The processed review is then transformed using the same TF-IDF vectorizer (tfidf_vectorizer) that was used during the training phase.

The user's input is converted into a TF-IDF representation (user_input) suitable for prediction.

The sentiment of the review is predicted using the logistic regression model (logistic_regression). The commented-out lines represent other models that could be used, and you can uncomment the line of the model you want to use.

The predicted sentiment is then mapped to a human-readable label ('positive' or 'negative') based on the model's prediction.

The function returns the predicted sentiment.

In [None]:
# Take user input for a review
user_review = input("Enter your movie review: ")

# Predict sentiment for the user input
result = predict_sentiment(user_review)
print(f"The model predicts this review as: {result}")

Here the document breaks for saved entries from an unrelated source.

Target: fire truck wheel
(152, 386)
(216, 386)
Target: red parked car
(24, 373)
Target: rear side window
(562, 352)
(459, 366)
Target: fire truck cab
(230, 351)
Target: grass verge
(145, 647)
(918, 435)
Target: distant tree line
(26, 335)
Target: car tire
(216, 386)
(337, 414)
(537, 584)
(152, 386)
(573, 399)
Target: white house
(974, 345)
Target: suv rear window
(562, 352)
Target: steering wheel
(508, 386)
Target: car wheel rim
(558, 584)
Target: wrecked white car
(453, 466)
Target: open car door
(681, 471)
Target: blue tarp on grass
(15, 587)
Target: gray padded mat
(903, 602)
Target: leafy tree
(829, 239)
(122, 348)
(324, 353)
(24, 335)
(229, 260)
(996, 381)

Enter your movie review: This movie is so bad
The model predicts this review as: negative


The code takes user input for a movie review using the input function.

The predict_sentiment function is then called with the user's input, and the result is stored in the variable result.

Finally, the predicted sentiment is printed to the console.

**Conclusion: Logistic Regression as the Optimal Model**

Among the range of classification models evaluated for sentiment analysis on movie reviews, Logistic Regression emerged as the most effective. With an accuracy of 0.88, Logistic Regression outperformed other models, showcasing its superior predictive capability for distinguishing between positive and negative sentiments in movie reviews.